Die Regisseurin Schirin Khodadadian inszeniert die Mutter-Tochter-Geschichte in der Sammlung der Gipsabgüsse des Archäologischen Instituts der Universität Göttingen und rückt damit das Verhältnis von Bild und Abbild, von Wirklichkeit und Fiktion in den Fokus. Was stellen wir nach außen dar und wie geht das mit dem einher, was wir im Inneren wirklich sind?
Delphine de Vigan wurde 1966 in Paris geboren. Nach ihrem Studium arbeitete sie zunächst in einem Institut für Meinungsforschung und schrieb abends und in der Nacht.
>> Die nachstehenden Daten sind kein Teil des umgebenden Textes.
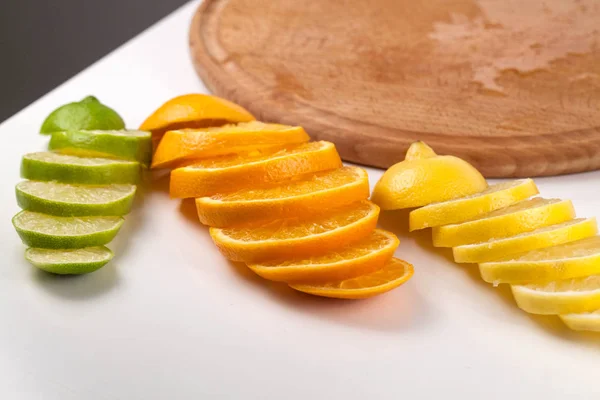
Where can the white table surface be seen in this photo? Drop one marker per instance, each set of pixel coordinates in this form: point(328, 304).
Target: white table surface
point(169, 318)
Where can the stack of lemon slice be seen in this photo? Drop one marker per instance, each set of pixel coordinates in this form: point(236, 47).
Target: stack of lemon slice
point(550, 257)
point(283, 205)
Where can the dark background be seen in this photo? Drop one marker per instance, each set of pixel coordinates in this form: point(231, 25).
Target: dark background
point(45, 42)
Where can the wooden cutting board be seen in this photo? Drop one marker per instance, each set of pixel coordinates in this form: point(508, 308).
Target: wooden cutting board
point(512, 86)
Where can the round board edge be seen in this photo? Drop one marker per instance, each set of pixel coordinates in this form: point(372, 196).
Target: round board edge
point(494, 157)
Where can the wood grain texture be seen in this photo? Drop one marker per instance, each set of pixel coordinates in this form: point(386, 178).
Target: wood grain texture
point(511, 86)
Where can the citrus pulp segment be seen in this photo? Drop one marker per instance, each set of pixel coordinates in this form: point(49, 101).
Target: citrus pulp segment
point(233, 173)
point(69, 261)
point(194, 110)
point(394, 273)
point(124, 144)
point(293, 198)
point(466, 208)
point(179, 145)
point(69, 200)
point(47, 231)
point(48, 166)
point(570, 260)
point(540, 238)
point(569, 296)
point(583, 322)
point(297, 237)
point(521, 217)
point(365, 256)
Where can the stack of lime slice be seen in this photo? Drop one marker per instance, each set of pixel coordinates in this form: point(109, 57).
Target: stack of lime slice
point(75, 196)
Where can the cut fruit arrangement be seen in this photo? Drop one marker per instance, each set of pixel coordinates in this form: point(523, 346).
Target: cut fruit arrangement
point(550, 258)
point(76, 195)
point(283, 205)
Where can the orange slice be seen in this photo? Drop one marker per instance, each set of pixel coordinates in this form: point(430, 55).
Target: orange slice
point(392, 275)
point(194, 111)
point(295, 198)
point(297, 237)
point(368, 255)
point(230, 173)
point(186, 144)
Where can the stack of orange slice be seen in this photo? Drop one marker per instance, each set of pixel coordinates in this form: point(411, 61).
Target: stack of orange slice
point(283, 205)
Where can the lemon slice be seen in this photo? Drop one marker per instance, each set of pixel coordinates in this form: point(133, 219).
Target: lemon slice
point(524, 216)
point(571, 260)
point(540, 238)
point(583, 322)
point(470, 207)
point(69, 261)
point(424, 178)
point(559, 297)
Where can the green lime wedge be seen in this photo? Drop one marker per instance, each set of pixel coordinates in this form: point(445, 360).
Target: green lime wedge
point(88, 113)
point(51, 232)
point(124, 144)
point(47, 166)
point(68, 200)
point(69, 261)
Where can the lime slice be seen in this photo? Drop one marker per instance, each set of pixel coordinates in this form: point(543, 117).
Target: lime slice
point(128, 145)
point(88, 113)
point(69, 261)
point(47, 166)
point(68, 200)
point(51, 232)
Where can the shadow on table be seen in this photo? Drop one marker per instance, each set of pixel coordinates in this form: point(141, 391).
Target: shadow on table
point(398, 310)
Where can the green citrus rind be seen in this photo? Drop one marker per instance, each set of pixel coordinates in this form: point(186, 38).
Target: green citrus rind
point(88, 113)
point(69, 261)
point(48, 166)
point(67, 200)
point(52, 232)
point(127, 145)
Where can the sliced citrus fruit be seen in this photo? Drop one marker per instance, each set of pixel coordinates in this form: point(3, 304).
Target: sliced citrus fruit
point(180, 145)
point(194, 111)
point(69, 261)
point(48, 166)
point(232, 173)
point(68, 200)
point(470, 207)
point(393, 274)
point(424, 178)
point(540, 238)
point(51, 232)
point(123, 144)
point(570, 260)
point(294, 198)
point(575, 295)
point(583, 321)
point(521, 217)
point(365, 256)
point(297, 237)
point(88, 113)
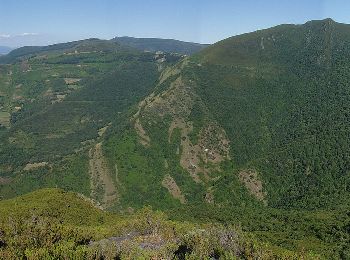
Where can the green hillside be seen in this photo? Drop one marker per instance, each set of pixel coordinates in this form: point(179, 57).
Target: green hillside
point(251, 131)
point(53, 224)
point(164, 45)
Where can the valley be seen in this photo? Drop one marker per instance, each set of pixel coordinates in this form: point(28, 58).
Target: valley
point(250, 133)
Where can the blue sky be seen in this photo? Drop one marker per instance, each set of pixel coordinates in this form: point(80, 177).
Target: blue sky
point(39, 22)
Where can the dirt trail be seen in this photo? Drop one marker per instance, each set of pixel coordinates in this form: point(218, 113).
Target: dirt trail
point(102, 183)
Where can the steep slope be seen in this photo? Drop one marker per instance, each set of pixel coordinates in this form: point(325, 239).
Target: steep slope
point(53, 224)
point(4, 50)
point(282, 96)
point(58, 104)
point(164, 45)
point(268, 109)
point(252, 128)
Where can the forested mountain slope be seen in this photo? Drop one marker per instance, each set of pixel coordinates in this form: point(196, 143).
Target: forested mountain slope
point(164, 45)
point(251, 130)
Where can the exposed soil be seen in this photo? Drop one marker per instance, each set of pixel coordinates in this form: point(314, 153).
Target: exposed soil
point(143, 137)
point(169, 183)
point(101, 179)
point(33, 166)
point(251, 181)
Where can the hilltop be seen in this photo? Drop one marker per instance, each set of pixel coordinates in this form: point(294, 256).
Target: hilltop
point(250, 130)
point(164, 45)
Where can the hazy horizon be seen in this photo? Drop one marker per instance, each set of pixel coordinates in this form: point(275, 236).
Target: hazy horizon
point(41, 22)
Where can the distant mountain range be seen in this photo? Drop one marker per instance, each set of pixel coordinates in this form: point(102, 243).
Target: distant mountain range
point(4, 50)
point(140, 44)
point(252, 130)
point(165, 45)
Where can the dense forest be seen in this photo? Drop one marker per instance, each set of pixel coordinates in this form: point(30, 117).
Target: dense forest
point(242, 149)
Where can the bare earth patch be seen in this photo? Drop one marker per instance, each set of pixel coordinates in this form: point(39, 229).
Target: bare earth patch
point(143, 137)
point(101, 180)
point(33, 166)
point(169, 183)
point(5, 180)
point(212, 149)
point(70, 81)
point(251, 181)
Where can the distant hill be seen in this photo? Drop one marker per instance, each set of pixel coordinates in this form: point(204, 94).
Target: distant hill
point(165, 45)
point(87, 45)
point(4, 50)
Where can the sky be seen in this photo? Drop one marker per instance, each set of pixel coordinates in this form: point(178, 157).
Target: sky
point(44, 22)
Ihren ersten Roman »Tage ohne Hunger«, indem sie ihre eigene Anorexie Erkrankung thematisierte, veröffentlichte de Vigan noch unter dem Pseudonym Lou Delvig. Der literarische Durchbruch gelang ihr 2007 mit »No & ich«. Ihr Werk wurde mehrfach ausgezeichnet und steht in Frankreich und international regelmäßig auf den Bestsellerlisten. 2022 erschien ihr jüngster Roman »Die Kinder sind Könige«. Die Autorin lebt und arbeitet in Paris.